Allowing herself to give in to her dosing, she found herself in a peaceful dream. Her lover mourned of his fears and in her arms he cried. Holding him tight she kissed his tears and promised to abolish all of his fears. She held her lover’s hand and he touched her face, they kissed and he went deep inside her. Awakening aroused, the girl quietly pleased herself. As she shuttered and shook her thoughts came back to Fear. They meditated on all that Fear had promised and pondered all of Fear’s prophecies.
What she failed to remember in the dark of the night, was even the toilers had debt. They, with all their boastful wares and well – traveled ways were in far more debt than she.
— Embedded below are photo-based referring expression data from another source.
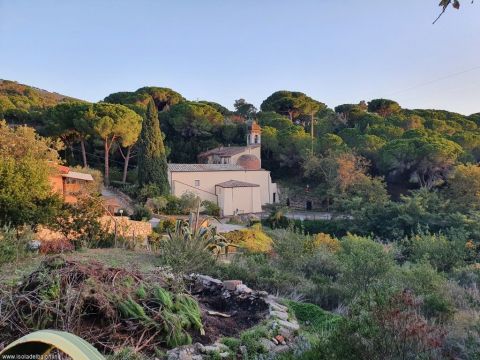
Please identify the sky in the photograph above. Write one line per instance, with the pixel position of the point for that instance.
(336, 51)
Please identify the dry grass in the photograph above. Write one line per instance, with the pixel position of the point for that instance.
(130, 260)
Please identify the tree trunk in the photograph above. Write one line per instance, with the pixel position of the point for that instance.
(107, 165)
(311, 130)
(125, 165)
(84, 154)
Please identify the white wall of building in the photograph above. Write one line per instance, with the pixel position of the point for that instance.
(239, 200)
(181, 182)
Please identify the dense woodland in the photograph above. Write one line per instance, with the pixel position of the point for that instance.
(397, 266)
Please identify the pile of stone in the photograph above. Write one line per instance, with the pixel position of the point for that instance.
(232, 294)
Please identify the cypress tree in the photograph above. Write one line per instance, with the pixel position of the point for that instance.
(152, 161)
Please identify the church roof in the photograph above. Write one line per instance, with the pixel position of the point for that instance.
(226, 151)
(236, 183)
(203, 167)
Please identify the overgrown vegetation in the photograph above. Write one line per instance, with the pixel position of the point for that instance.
(108, 307)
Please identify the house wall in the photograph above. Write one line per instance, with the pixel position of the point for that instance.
(249, 150)
(56, 182)
(181, 182)
(68, 191)
(215, 159)
(239, 200)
Perhaps they looked down their noses at her indifference in envy? Perhaps they too hadn’t figured anything out. Perhaps these motivated lot needed to buy fancy things to fill their own purposeless fears? Did they too lie in bed every day and wonder where in the hell was guilt? Did in fact their stomachs also wrench from the cardboard food they’d ingested to keep up with the Joneses? Did we all just really want to pursue all of our “childish dreams?” Did the do-gooders look at her and wonder how she had figured it all out?
Lolling to and fro amongst her bright colored sheets the girl smiled – sipped from the whiskey bottle, laughed, dosed off, and dreamed.